A more charitable view is that AMS was fully aware of the problem with enforced segregation, but was unable to address it in the rulemaking process. WTO’s report clearly stated:
“… in reaching its finding of detrimental impact, the panel found that it is the recordkeeping and verification requirements that ‘necessitate’ segregation, and that create an incentive for U.S. producers to process exclusively domestic livestock and a disincentive to process imported livestock. That is, the panel found that the recordkeeping and verification requirements imposed under the COOL measure lead to the detrimental impact on imported livestock in the U.S. market.”
As I read it, “detrimental impact” means discrimination. Yet AMS’ proposal not only does not address this, it requires even more segregation, thereby enhancing the discrimination and detrimental impact on imported livestock. It’s little wonder that Mexico and Canada cried foul, with the latter already threatening retaliatory action if the U.S. doesn’t fix COOL to WTO’s satisfaction.
USDA and the Obama administration are in a bind. They surely know that the AMS proposal won’t bring COOL into WTO compliance. To do so, the COOL regulation would have to allow a “Product of the U.S.” label on all fresh meat produced in a U.S. facility.
This would be applied regardless of where an animal was born or raised. The animal would simply have to be slaughtered and processed in the U.S. Ironically, the label would be how USDA’s Food Safety and Inspection Service defines “Product of the U.S.”

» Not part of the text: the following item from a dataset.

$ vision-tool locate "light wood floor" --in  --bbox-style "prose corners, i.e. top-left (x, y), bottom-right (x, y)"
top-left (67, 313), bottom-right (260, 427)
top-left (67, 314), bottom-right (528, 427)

The bind is that the move to such a label can’t be achieved by regulation, but only by an amendment to the COOL statute. This will require intensive lobbying of members of Congress and a legislative mechanism (maybe the new farm bill) to attach an amendment to.
Therefore, the COOL saga is far from over. Here’s how it might play out:
AMS, as required, will note comments from supporters and opponents of its proposed amendment. But it will ignore arguments that it improperly failed to consider its proposal to be economically significant and failed to conduct the appropriate economic analysis. It will ignore arguments that several beef plants might have to close. It will ignore pleas for AMS to withdraw the rule.
Instead, AMS will publish a final rule in time to meet WTO’s May 23 deadline for compliance. Within 90 days after that, WTO will respond by saying the amended rule doesn’t bring the U.S. into compliance with its WTO obligations. Canada and Mexico will then request permission to initiate retaliatory action. The U.S. will ask for more time and the political battle in Congress over COOL will restart.